​In 2009 research began on the site of a WWI aerodrome, located to the east of Sedgeford. The aerodrome began life in the spring of 1915 as a night landing ground for the Royal Naval Air Service; this was a modest operation with only one aircraft on site and primarily acting as a satellite base for the R,N,A,S, Great Yarmouth, South Denes. During 1916 the site was to take on a much more substantial role when it became a training station for the still fledgling, Royal Flying Corps. Tasked with producing pilots for front line combat, a range of buildings and structures were quickly constructed on the site. The buildings largely fell into three categories – technical, domestic and regimental - and were essentially constructed using either timber-framed or ceramic brick. 

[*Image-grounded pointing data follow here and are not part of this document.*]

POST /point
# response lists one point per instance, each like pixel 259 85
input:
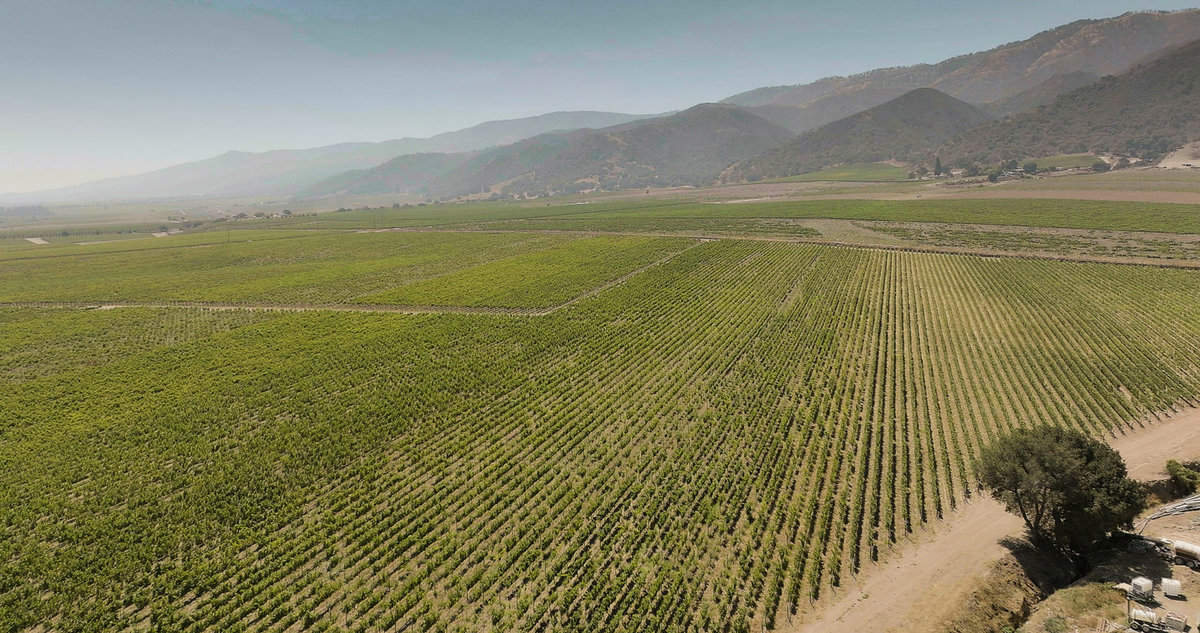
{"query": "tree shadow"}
pixel 1047 570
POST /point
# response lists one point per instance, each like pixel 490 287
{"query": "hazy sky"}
pixel 100 88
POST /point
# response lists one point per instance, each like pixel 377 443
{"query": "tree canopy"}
pixel 1071 489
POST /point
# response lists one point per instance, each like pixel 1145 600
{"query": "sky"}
pixel 93 89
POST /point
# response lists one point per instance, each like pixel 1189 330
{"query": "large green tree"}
pixel 1071 489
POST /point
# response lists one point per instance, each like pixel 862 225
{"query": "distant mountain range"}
pixel 1146 112
pixel 689 148
pixel 1049 90
pixel 907 128
pixel 1096 47
pixel 283 173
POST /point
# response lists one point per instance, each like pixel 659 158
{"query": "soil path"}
pixel 923 584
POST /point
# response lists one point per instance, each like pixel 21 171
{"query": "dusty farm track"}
pixel 924 583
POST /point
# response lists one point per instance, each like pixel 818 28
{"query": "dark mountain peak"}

Throughout the First World War, the aerodrome continued to expand; at its peak, more than 1,200 personnel were stationed at the site. By 1918, Sedgeford aerodrome had become a three-squadron training station. At this time, the site contained over one hundred buildings and even more were in the process of being constructed at the time of the Armistice in November, 1918. At this point building was halted and the aerodrome, while still continuing its training function, was gradually scaled back before it was operationally closed at the end of 1919. 

At the end of the war the site was extensively cleared of many of its buildings and structures. Timber-framed buildings, which would have at best left an ephemeral footprint, show no trace today of their presence. Some of the brick-built technical buildings, along with some aircraft hangars, remained in situ until after World War Two, when the site was used as a day and night-time (Q/K) decoy for nearby RAF Bircham Newton. 

Assisted by original documentary archives and aerial photographs of the site, since 2009 SHARP has undertaken one of the most comprehensive archaeological surveys of a British First World War airfield. Some of the aerodrome’s original buildings are still standing, others have been stripped down to their foundations, others have been lost to almost 100 years of agricultural activity. However, nearly all of these buildings and structures have been surveyed and plotted on to the site. From this we have been able to phase the development of the site – from its modest roots as a night landing ground, to a two and then three-squadron training station during the First World war, a day and night-time decoy airfield during World War Two and then back to post-war agricultural use, with some residential dwellings also being located on the site.